La pregunta sobre el objeto de la vida nace bajo el manto de un grado de profunda ignorancia sobre la real y auténtica condición del hombre en estado, tiempo y condición. Cuando el hombre, recién llegado, se observa y compara con los seres vivos que le rodean, se hace consciente de subio-existencia varios escalones más allá –ignora cuántos—del más evolucionado con el que comparte espacios y subsistencia. No es el más fuerte ni el más veloz. Tampoco el más fiero o aguerrido ni el mejor dotado de armas naturales para el combate: garras, mordida. musculatura, reflejos de relámpago …y sin embargo puede vencerlos a todos. Dominarlos, controlarlos, ponerlos a su. servicio.
Terrenos que suponíamos un tanto áridos respecto a las emociones y su impacto en el espíritu, van despertando, cultivan sentimientos y emociones que se instalan e incuban lentamente en su ADN de donde brota la convicción de superioridad que lo eleva a la condición de ente divino. Así lo piensa y siente, evidenciando las primeras escalas de una alienación que no le abandonará. Hijo de los dioses, ahora no solo controla, domina y ha puesto a su servicio a miles de otros seres. Se enfrenta a la naturaleza con la fuerza de herramientas y creaciones artificiales. La coloca a su servicio desde las perspectivas más utilitarias que pueda concebir. Horada montañas, asalta el subsuelo, se eleva por los aires, desvía el curso de los ríos. Usa y abusa de los recursos que juzga dispuestos sólo para él y su generación.
Alcanza el clímax de la arrogancia y la estupidez pretendiendo ser la cima de la creación. Cegado irremisiblemente por la alienación que lo ata y esclaviza, se empina en sus talones jurando alcanzar el infinito para dorar la torta de su estulticia clamando que el universo y la totalidad del cosmos se justifican en la medida de su existir divino, hijo predilecto del sumo creador que premia su obra cediéndole espacio vital en el propio centro del Universo: La Tierra.
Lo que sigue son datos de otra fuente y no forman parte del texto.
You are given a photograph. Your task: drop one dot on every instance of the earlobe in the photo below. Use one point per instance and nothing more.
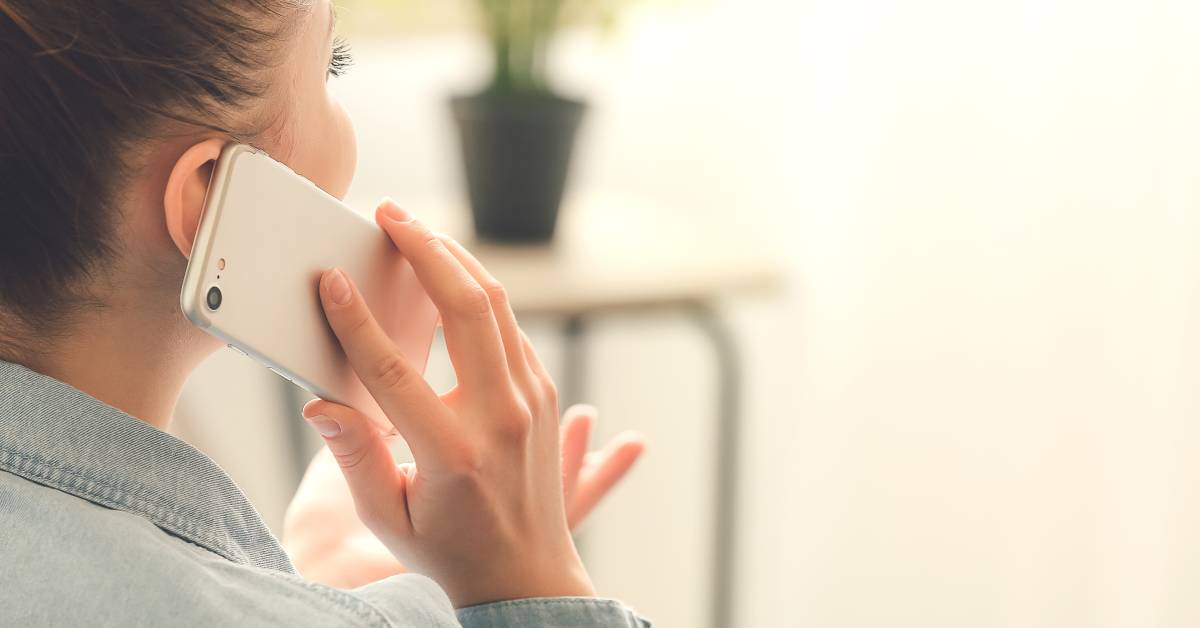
(184, 198)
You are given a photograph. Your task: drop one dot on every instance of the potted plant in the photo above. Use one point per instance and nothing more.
(517, 135)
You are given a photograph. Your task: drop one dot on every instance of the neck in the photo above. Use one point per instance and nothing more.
(135, 359)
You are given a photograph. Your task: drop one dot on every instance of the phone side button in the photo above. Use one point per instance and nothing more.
(279, 374)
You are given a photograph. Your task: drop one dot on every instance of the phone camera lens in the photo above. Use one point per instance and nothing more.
(214, 298)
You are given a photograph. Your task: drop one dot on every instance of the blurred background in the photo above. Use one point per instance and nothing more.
(903, 294)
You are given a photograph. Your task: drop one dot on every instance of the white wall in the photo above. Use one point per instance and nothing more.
(975, 404)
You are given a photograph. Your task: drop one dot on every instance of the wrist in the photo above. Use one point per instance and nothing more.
(567, 579)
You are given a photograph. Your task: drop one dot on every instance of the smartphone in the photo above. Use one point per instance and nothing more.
(265, 237)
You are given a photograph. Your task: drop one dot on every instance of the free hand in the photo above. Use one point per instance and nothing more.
(330, 544)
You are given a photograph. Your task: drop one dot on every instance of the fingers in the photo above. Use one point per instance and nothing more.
(364, 458)
(473, 338)
(510, 333)
(576, 429)
(408, 401)
(603, 472)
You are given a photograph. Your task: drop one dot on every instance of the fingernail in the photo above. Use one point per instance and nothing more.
(395, 213)
(324, 425)
(339, 288)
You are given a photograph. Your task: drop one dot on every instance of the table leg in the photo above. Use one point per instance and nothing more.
(726, 464)
(574, 382)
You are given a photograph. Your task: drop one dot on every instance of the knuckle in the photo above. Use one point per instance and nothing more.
(349, 458)
(466, 462)
(496, 293)
(474, 303)
(515, 422)
(430, 240)
(390, 371)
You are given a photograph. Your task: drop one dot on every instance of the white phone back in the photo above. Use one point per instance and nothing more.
(276, 233)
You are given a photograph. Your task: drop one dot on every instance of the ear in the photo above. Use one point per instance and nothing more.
(186, 186)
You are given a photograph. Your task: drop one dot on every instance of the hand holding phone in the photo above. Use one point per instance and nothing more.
(481, 508)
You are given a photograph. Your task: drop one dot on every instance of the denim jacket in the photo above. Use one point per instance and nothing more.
(106, 520)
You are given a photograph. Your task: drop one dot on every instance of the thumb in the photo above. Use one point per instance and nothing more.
(365, 460)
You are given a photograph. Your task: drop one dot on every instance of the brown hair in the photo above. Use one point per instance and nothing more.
(81, 83)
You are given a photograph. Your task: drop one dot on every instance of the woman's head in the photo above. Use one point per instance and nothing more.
(111, 115)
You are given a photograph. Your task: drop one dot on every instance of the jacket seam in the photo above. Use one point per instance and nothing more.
(73, 482)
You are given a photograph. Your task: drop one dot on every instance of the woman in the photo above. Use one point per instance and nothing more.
(111, 117)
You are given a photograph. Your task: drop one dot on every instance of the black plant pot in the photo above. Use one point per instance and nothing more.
(516, 151)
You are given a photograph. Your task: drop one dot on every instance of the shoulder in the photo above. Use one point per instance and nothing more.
(57, 545)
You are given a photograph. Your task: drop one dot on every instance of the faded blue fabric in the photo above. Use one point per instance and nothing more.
(106, 520)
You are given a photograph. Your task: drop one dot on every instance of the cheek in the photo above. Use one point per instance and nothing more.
(347, 148)
(327, 150)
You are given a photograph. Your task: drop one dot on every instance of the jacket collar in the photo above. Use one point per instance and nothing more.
(60, 437)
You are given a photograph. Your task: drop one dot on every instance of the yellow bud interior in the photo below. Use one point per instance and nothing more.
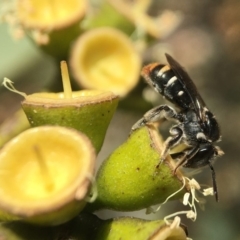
(45, 13)
(23, 180)
(105, 58)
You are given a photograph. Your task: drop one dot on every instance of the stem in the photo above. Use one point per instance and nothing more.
(44, 169)
(67, 89)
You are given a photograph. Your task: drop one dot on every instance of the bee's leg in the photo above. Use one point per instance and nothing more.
(171, 142)
(155, 115)
(189, 155)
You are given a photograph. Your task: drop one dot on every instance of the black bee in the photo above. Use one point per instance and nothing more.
(196, 126)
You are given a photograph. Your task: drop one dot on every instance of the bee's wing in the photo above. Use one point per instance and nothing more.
(188, 85)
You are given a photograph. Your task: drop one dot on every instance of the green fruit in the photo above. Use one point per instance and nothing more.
(130, 180)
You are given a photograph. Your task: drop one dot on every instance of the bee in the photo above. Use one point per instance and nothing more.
(196, 127)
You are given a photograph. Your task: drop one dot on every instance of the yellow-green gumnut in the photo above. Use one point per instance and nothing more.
(131, 178)
(89, 111)
(52, 25)
(139, 229)
(88, 226)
Cuando mentes tan brillantes como rebeldes demuestran la falsedad de sus pretensiones, rechaza el trozo de verdad obtenida. Tanto se niega a la aceptación de comparsa, relegándole del senudo-protagonismo pregonado por todos los medios durante milenios, que al fin cuando dice aceptar las redescubiertas verdades, prosigue elaborando negaciones subrepticias a las pruebas demostrativas de la insignificancia de su casa cósmica, pues si algo se hizo patente a partir de los hallazgos de Galileo, fue observar la pequeñez del tercer planeta del sistema solar. Posteriormente y a medida que las exploraciones del cosmos avanzaron, se colocaron telescopios en órbitas y comenzaron a descubrirse exo-planetas y gigantescos supercúmulos galácticos que hacían parecer motas de polvo a conjuntos planetarios como el nuestro, regido por una pequeña estrella amarilla que en sumismo barrio cósmico encuentra soles como Sirio, muy superior en masa y volumen, Castor y Polux que decuplican a la anterior. Arturus aun mayor, Antares y las gigantescas Betelgeuse y Aldebarán. Soles descomunales que convierten nuestro sol y su cortejo planetario en un mini-sistema.
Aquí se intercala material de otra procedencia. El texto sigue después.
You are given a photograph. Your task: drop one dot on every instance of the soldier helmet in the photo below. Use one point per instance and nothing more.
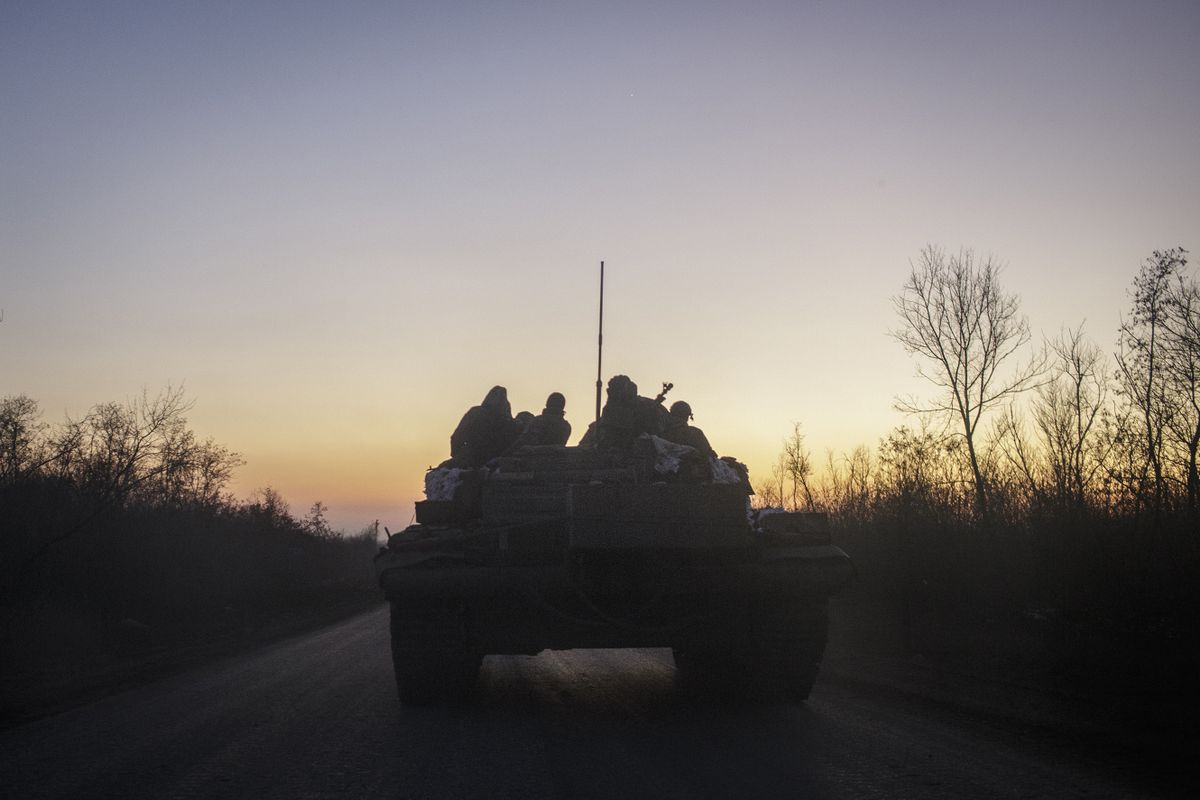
(681, 409)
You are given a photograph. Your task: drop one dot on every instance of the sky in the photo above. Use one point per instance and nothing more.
(339, 224)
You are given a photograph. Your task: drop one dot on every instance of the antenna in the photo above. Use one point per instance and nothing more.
(600, 343)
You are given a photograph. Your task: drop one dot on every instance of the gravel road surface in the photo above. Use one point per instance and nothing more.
(316, 716)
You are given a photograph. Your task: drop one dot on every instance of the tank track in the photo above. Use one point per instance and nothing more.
(772, 657)
(431, 653)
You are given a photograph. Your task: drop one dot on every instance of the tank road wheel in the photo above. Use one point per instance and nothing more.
(707, 671)
(431, 653)
(790, 637)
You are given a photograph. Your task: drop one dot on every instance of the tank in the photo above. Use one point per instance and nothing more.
(561, 547)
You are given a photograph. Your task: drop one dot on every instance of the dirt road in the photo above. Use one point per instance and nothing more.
(317, 717)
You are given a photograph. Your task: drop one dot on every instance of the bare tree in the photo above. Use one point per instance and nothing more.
(1066, 410)
(1181, 350)
(23, 445)
(798, 467)
(954, 314)
(1143, 362)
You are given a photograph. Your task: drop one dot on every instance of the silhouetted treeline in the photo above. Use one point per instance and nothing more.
(119, 539)
(1050, 486)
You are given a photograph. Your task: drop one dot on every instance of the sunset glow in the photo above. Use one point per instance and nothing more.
(339, 226)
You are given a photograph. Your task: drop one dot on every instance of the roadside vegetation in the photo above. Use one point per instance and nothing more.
(121, 547)
(1044, 493)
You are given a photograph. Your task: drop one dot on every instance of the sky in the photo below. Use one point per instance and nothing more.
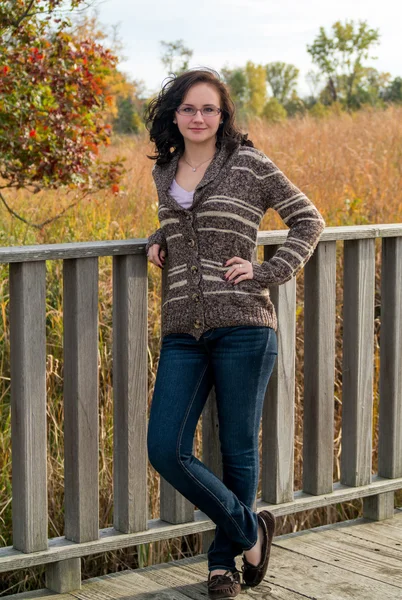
(228, 33)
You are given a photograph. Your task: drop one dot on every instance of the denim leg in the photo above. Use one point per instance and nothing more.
(242, 361)
(183, 382)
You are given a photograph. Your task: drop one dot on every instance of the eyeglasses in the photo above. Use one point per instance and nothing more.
(191, 111)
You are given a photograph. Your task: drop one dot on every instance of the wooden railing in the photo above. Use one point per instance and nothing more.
(31, 545)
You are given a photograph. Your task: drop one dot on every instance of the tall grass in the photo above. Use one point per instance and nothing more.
(351, 168)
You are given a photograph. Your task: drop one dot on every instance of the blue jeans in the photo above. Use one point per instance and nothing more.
(238, 361)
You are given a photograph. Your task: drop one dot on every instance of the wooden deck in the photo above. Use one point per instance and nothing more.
(359, 560)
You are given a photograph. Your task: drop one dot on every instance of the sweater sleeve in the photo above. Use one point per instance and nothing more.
(303, 218)
(158, 237)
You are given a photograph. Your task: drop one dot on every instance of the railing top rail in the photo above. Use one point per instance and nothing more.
(9, 254)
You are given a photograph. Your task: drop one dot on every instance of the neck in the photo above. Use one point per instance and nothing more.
(197, 153)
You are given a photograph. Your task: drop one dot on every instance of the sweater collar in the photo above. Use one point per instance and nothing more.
(164, 175)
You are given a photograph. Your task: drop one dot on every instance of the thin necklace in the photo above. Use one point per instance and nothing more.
(195, 168)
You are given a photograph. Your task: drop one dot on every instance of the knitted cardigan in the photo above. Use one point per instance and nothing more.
(229, 204)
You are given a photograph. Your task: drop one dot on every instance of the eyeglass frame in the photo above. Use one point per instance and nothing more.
(200, 110)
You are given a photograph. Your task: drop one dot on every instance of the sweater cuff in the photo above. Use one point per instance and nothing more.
(268, 273)
(158, 237)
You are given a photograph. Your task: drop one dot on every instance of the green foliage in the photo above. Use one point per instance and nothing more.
(273, 111)
(340, 58)
(295, 105)
(52, 99)
(282, 79)
(393, 93)
(127, 120)
(256, 88)
(319, 110)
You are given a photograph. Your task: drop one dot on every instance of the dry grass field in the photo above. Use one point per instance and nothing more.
(351, 168)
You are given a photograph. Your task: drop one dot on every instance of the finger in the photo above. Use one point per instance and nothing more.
(242, 278)
(153, 255)
(234, 272)
(233, 259)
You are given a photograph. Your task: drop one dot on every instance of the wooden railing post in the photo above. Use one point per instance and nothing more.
(319, 369)
(278, 411)
(81, 435)
(28, 405)
(358, 346)
(130, 385)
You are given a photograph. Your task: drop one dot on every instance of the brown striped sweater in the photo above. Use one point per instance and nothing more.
(228, 206)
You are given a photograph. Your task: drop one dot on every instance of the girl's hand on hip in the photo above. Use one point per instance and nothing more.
(245, 271)
(156, 255)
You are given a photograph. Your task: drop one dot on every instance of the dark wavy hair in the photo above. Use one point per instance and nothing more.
(159, 114)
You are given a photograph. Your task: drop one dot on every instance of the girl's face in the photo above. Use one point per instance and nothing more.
(199, 129)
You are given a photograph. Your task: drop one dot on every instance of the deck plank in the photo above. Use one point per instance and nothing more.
(354, 554)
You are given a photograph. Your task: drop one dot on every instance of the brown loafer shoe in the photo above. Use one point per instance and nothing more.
(254, 574)
(224, 586)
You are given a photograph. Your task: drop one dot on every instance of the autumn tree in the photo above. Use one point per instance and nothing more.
(124, 105)
(52, 100)
(176, 56)
(256, 88)
(340, 57)
(236, 81)
(282, 79)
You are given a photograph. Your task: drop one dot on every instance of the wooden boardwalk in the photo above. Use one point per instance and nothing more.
(359, 560)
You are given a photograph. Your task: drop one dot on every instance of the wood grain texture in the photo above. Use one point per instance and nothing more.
(278, 412)
(357, 371)
(319, 369)
(81, 436)
(211, 451)
(174, 507)
(64, 575)
(379, 507)
(28, 405)
(158, 529)
(390, 413)
(137, 245)
(130, 393)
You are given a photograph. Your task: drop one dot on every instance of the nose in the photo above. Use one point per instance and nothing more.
(198, 118)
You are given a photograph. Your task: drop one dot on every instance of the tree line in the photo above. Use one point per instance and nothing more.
(63, 93)
(343, 78)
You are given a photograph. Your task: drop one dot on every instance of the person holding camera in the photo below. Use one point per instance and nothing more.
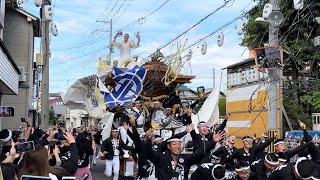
(37, 162)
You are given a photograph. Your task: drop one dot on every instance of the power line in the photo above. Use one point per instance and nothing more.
(86, 35)
(142, 18)
(123, 11)
(201, 20)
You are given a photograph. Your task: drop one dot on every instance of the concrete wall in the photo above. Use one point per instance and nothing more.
(19, 40)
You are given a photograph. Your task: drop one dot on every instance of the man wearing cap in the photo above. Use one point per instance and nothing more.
(209, 171)
(280, 146)
(199, 140)
(263, 167)
(222, 153)
(171, 163)
(303, 169)
(313, 150)
(125, 48)
(112, 149)
(247, 153)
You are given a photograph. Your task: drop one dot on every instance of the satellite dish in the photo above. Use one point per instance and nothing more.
(54, 29)
(240, 26)
(261, 20)
(267, 9)
(275, 17)
(189, 55)
(47, 13)
(298, 4)
(220, 39)
(38, 2)
(204, 48)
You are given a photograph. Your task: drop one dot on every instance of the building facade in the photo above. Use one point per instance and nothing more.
(9, 71)
(247, 100)
(19, 34)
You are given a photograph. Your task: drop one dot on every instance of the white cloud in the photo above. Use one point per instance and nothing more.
(76, 19)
Cuanto podemos significar nosotros, los seres humanos, habitantes de una pequeña célula en un órgano menor de una galaxia de mediano tamaño. Cuanta estúpida arrogancia el creerse cima de la creación. Cómo se puede llegar a semejantes despropósitos. Somos una partícula más en un experimento del que no tenemos la menor idea para que servirá, quién lo ha creado, con que fines. Toda la filosofía e inquietudes que nos hacen creer pensamientos de alta intensidad y conceptos trascendentes desde la “a” hasta la “z”, no son más que pompas de jabón flotando en nubes de ilusión.
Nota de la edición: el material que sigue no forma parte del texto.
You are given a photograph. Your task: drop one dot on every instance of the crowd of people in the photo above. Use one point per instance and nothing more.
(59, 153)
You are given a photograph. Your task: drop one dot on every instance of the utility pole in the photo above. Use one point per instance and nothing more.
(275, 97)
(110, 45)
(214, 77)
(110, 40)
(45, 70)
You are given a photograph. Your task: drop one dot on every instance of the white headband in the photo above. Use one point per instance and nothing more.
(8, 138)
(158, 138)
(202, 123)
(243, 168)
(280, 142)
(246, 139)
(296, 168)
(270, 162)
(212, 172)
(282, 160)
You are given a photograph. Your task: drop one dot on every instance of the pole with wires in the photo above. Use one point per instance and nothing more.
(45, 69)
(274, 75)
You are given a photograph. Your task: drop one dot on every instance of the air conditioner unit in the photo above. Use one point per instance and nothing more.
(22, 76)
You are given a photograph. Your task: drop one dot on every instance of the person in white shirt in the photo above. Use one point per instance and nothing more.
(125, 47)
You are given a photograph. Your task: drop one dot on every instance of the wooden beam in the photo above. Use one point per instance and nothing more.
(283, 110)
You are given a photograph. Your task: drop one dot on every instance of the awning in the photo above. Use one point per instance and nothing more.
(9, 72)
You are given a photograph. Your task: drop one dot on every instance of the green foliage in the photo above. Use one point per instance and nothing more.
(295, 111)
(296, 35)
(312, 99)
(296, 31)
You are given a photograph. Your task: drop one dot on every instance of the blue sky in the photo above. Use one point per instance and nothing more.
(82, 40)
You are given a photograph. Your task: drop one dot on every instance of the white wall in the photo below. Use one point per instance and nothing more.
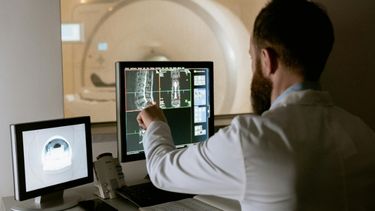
(30, 71)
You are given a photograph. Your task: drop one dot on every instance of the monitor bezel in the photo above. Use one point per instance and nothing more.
(120, 98)
(19, 178)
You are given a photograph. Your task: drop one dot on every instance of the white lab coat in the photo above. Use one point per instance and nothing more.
(303, 154)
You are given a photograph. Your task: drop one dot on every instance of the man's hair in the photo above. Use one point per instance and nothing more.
(299, 32)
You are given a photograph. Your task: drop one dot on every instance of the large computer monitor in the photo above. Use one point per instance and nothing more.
(184, 90)
(48, 157)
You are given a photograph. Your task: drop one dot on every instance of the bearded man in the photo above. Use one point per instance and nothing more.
(298, 151)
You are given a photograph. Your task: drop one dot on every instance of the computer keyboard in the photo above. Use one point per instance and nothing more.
(146, 194)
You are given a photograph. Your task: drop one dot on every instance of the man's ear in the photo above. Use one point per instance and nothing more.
(269, 60)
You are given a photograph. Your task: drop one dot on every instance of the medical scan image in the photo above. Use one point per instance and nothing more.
(170, 88)
(54, 155)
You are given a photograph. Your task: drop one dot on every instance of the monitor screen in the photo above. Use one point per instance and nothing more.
(184, 90)
(50, 156)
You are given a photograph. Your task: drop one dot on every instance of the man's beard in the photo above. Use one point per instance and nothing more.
(261, 89)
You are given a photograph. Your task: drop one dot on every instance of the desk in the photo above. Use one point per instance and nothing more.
(85, 191)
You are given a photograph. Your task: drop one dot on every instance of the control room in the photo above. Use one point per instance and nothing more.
(106, 68)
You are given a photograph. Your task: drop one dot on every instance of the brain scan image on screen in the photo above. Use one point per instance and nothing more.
(57, 155)
(54, 155)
Lo único que parece cierto e indudable es que no somos más importantes que un alga azul, una hormiga o las florecillas de una hierba mala. Desde estas consideraciones se deduce lo absurdo de la pregunta tema de estos párrafos. Tiene objeto la vida?…
Una interrogante formulada desde el error. Ceñirse a la creencia base de la importancia del ser humano, grillo mental autoalienante y enceguecedor
de una partícula bizarra y escandalosa entre los billones de participantes en el caótico experimento de VIVIR.